Elevation Gain: 1,611m
Distance: 8.39km
Total Time: 5 hours 16 minutes
Date: May 31st, 2024
Rwanda is by no doubt an amazingly beautiful country filled with verdant green farm fields, winding mountainous roads and a bustling population recovering from the deep wounds of not to distant genocide. Most people visit for the cultural experience or to see the wildlife; especially the mountain gorillas located around the Volcano National Park. That’s how Andrea and I found ourselves there in May of 2024. Her parents had invited us along for a trip through Kenya and Rwanda to view the wildlife. It just so happened that we had one free day in our itinerary around Volcano National Park and we were super excited to take advantage with a hike. There’s one big down side though. Rwanada isn’t Canada. You can’t just hike at your discretion through the wilderness or even on established trails. Especially within the park. There are dangerous animals and contentious border relations that make having a guide a legal requirement to hike any of the peaks. Andrea and I weren’t phased though and we started planning out which guided offering would be the best. Our first hurdle was arranging for a 4×4 to get us to any of the trail heads as Andrea’s family would take the shared 4×4 to their own hike. Thankfully our guide for Rwanda was able to arrange one for us and now we just had to pick which summit.
The most interesting one looked to be Mount Sabinyo; a jagged multi-spire volcano at the center of the park.

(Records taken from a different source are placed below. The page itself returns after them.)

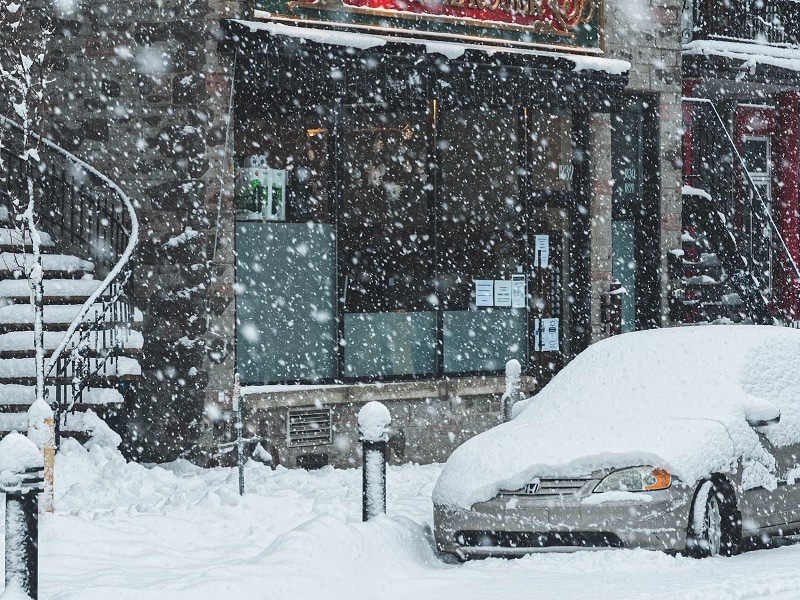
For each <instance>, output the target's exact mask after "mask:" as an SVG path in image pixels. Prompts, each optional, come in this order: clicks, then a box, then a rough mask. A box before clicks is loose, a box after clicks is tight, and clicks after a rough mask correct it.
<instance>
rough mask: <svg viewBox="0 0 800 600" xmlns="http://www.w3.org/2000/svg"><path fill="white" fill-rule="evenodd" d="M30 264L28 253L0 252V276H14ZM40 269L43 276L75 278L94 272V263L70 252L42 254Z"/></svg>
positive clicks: (30, 261) (47, 277)
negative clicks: (41, 260)
mask: <svg viewBox="0 0 800 600" xmlns="http://www.w3.org/2000/svg"><path fill="white" fill-rule="evenodd" d="M32 264H33V255H32V254H30V253H20V252H0V277H6V278H15V273H20V272H23V273H24V272H25V271H27V269H28V268H29V267H30V266H31V265H32ZM42 269H44V272H45V278H51V279H58V278H66V277H71V278H76V277H82V276H83V275H85V274H87V273H94V263H93V262H92V261H90V260H83V259H82V258H80V257H78V256H72V255H70V254H43V255H42Z"/></svg>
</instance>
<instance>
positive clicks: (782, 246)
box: [683, 97, 800, 280]
mask: <svg viewBox="0 0 800 600" xmlns="http://www.w3.org/2000/svg"><path fill="white" fill-rule="evenodd" d="M683 101H684V102H689V103H695V104H706V105H708V106H710V107H711V110H712V111H713V113H714V116H715V117H716V119H717V122H718V124H719V125H720V126H721V127H722V131H724V132H725V137H726V138H727V141H728V145H729V147H730V150H731V151H732V152H733V155H734V156H735V157H736V160H737V161H738V163H739V166H740V167H741V168H742V173H744V176H745V178H746V179H747V183H748V184H749V186H750V189H751V190H752V191H753V192H754V193H755V197H756V198H757V199H758V203H759V206H760V208H761V212H762V213H763V215H764V217H765V218H766V220H767V222H768V223H769V226H770V229H771V230H772V233H773V234H774V235H775V236H776V238H777V239H778V240H780V247H781V249H782V250H783V255H784V258H785V259H786V260H787V261H788V263H789V264H790V265H791V268H792V271H793V272H794V276H795V277H796V278H797V279H798V280H800V269H798V267H797V263H796V262H795V260H794V258H793V257H792V253H791V252H790V251H789V247H788V246H787V245H786V241H785V240H784V239H783V236H782V235H781V233H780V231H779V230H778V226H777V224H776V223H775V220H774V219H773V218H772V215H771V214H770V212H769V208H768V207H767V203H766V202H765V201H764V198H763V196H762V195H761V192H759V191H758V186H757V185H756V184H755V182H754V181H753V178H752V177H751V176H750V173H749V171H748V170H747V165H746V163H745V162H744V158H742V155H741V154H740V153H739V150H738V149H737V148H736V144H735V143H734V141H733V138H732V137H731V134H730V132H728V128H727V127H726V126H725V121H723V120H722V117H721V116H720V114H719V112H718V111H717V107H716V106H715V105H714V103H713V102H712V101H711V100H709V99H708V98H688V97H684V98H683Z"/></svg>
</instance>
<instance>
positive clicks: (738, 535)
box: [686, 480, 742, 558]
mask: <svg viewBox="0 0 800 600" xmlns="http://www.w3.org/2000/svg"><path fill="white" fill-rule="evenodd" d="M741 537H742V534H741V518H740V517H739V512H738V511H737V510H736V495H735V493H734V491H733V489H731V487H730V485H729V484H728V483H727V482H725V483H723V482H720V481H714V480H709V481H704V482H702V483H701V484H700V485H699V486H698V488H697V492H696V493H695V496H694V502H693V504H692V516H691V521H690V523H689V528H688V531H687V536H686V553H687V554H689V555H690V556H694V557H697V558H703V557H706V556H732V555H734V554H738V552H739V547H740V545H741Z"/></svg>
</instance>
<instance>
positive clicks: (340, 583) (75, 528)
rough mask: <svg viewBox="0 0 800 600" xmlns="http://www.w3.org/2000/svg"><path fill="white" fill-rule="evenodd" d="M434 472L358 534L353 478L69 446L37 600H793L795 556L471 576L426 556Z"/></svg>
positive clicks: (420, 473)
mask: <svg viewBox="0 0 800 600" xmlns="http://www.w3.org/2000/svg"><path fill="white" fill-rule="evenodd" d="M439 471H440V466H439V465H426V466H415V465H405V466H401V467H390V468H389V471H388V474H387V480H388V486H389V489H388V512H389V515H388V516H387V517H381V518H378V519H376V520H374V521H371V522H369V523H361V472H360V471H358V470H354V469H351V470H346V471H343V470H335V469H331V468H325V469H322V470H319V471H312V472H307V471H302V470H286V469H283V468H278V469H277V470H275V471H272V470H270V469H269V468H268V467H265V466H263V465H260V464H258V463H250V464H248V466H247V494H246V495H245V496H244V497H243V498H240V497H239V495H238V493H237V490H238V483H237V482H238V477H237V472H236V470H235V469H199V468H197V467H195V466H193V465H191V464H189V463H187V462H183V461H179V462H175V463H171V464H169V465H162V466H159V467H151V468H147V467H144V466H141V465H137V464H131V463H126V462H125V461H124V460H123V459H122V458H121V457H120V456H119V455H118V454H117V453H116V452H112V451H110V450H108V449H104V448H101V447H95V448H93V449H92V450H91V451H86V450H85V449H83V448H82V447H81V446H79V445H78V444H77V443H75V442H72V441H66V442H65V443H64V445H63V451H62V453H61V454H59V456H58V457H57V464H56V477H57V482H56V508H57V512H56V513H55V514H54V515H45V516H44V517H43V518H42V520H41V522H40V530H41V535H40V569H41V574H40V593H39V597H40V598H41V599H42V600H50V599H58V600H66V599H70V600H72V599H81V600H94V599H97V600H100V599H102V600H108V599H113V600H126V599H137V600H142V599H170V600H173V599H186V600H189V599H191V600H202V599H206V598H208V599H215V600H221V599H225V600H227V599H236V598H241V599H245V598H247V599H264V600H267V599H268V600H281V599H287V600H289V599H291V600H306V599H307V600H317V599H321V598H324V599H326V600H338V599H341V600H361V599H368V598H370V599H371V598H380V599H381V600H391V599H398V600H400V599H402V600H426V599H432V600H433V599H436V600H442V599H458V600H462V599H463V600H468V599H475V600H483V599H488V598H501V597H502V598H506V599H515V598H519V599H522V598H525V599H526V600H527V599H530V598H544V599H548V600H559V599H577V598H581V599H584V598H597V599H601V598H602V599H607V598H637V599H638V598H641V599H645V598H646V599H648V600H649V599H654V598H671V599H674V598H698V599H700V598H702V599H703V600H712V599H715V598H719V599H725V600H730V599H736V598H742V599H743V598H748V599H749V598H759V597H770V598H783V599H789V598H798V597H800V546H792V547H785V548H779V549H775V550H762V551H756V552H749V553H746V554H744V555H742V556H738V557H735V558H732V559H708V560H702V561H698V560H693V559H689V558H684V557H680V556H679V557H671V556H668V555H665V554H661V553H656V552H646V551H627V550H624V551H601V552H582V553H575V554H540V555H533V556H529V557H526V558H522V559H517V560H504V559H490V560H485V561H478V562H471V563H468V564H464V565H459V564H452V563H447V562H444V561H442V560H441V559H440V558H439V557H438V556H437V555H436V554H435V552H434V551H433V550H432V547H431V544H430V536H429V534H428V531H427V527H428V524H429V523H430V522H431V514H432V506H431V501H430V496H431V490H432V488H433V485H434V483H435V481H436V478H437V476H438V473H439Z"/></svg>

Unfortunately, there’s no trails from the Rwandan side that go to the top, so that’s a no go. The peak most pushed on us by park guides was Mount Bisoke. It’s host to a beautiful summit lake that’s filled the caldera and is by far the most popular in the park. After some more in-depth research we discovered that the guides do not allow anyone to go to the true summit as it borders with the DRC and there is some agreement between the countries to give a buffer here. The only successful accounts I found were where the guides had been ignored or a member snuck off and all required some form of confrontation. This really didn’t appeal to either of us so that more or less left two options: Mount Mgahinga or Mount Muhabura. There’s a third summit: Karisimbi, but it requires a two day approach so there’s no way to make it work.
After much deliberation we decided on Muhabura. There was some apprehension as there’s a narrow window to actually hike to the summit. The guided activities all start around 7:30am, but you won’t reach the trail head until 9am and there’s a 1pm turn around time. Given the summit is over 4000m and 1600m of elevation to be gained on trail, it’s no small task. I had concerns there wouldn’t be enough time and I surmise that most groups do not make it even close in this time frame. Andrea was feeling confident and I knew from my own altitude experience it could be done, so Muhabura it was! Coincidentally, my friend Steven had just climbed this peak a few months prior so we more or less knew what to expect.
The cost of the trip was around $80USD each as I recall and it came with a guide and 6 or 7 military soldiers that would be required to guide us to the top. A pretty small fare for an overkill entourage. On the day off, we showed up to the park entrance and did the usual toil work before getting in our vehicle and driving ~1.5 hours along nice roads until the last few kilometers. We stopped at the outskirts of a small town where our guide gathered one porter and then started up a trail through the farm fields on the lower flanks of Muhabura.
This trail took us to the edge of the park where the military escort was awaiting us and then we started our hike up through the steep jungle. There’s not much to say here as it’s an established trail, albeit steep and we simply followed the guide. At about 3200m things got more interesting as we could now see the long ridge line up to the summit. The elevation effects also start kicking up a notch around here, but we were mostly on track and continued behind the guide.
About 1 or 200m below the west shoulder our guide started to get more concerned about the turn around time. Andrea had been feeling the altitude by now, but kept trucking along. Just above the shoulder the guide finally suggested that we split off to help speed things up. That, to my surprise, lit a fire under Andrea and she left her bag with the porter, armed herself with two hiking poles and went full steam ahead in an effort to avoid a forced turn around. The extra gusto paid off and we were soon on the last section of the ridge to the summit. Above we could see a large group who had approached from the Uganadan side.
As we crested the summit there was a big relief in both of us that we had made it without being turned back. Our guide John had graciously allowed us to go 30 minutes past the deadline and now even set some time aside on the summit for us to relax. He shared some exceptionally tasty home made tea with us and we hung out for another 20 minutes before finally having to return. We departed after some customary summit sign photos and followed the same path all the way back. By some luck we avoided any afternoon showers and had a very easy descent down the steep trail and into the forest. Our driver was waiting for us at the trail head and whisked us off the park entrance and then home shortly after.
I found the summit to be quite beautiful and as far as hiking is concerned very straightforward. However, the red tape is not worth it at all for the summits in a country like Rwanda. I’d really only go for other reasons and include these peaks as a side excursion if you can make the time for it. I’m not a fan of using guides, but there’s no other option out there and it makes me realize how I take our BC wilderness for granted at times.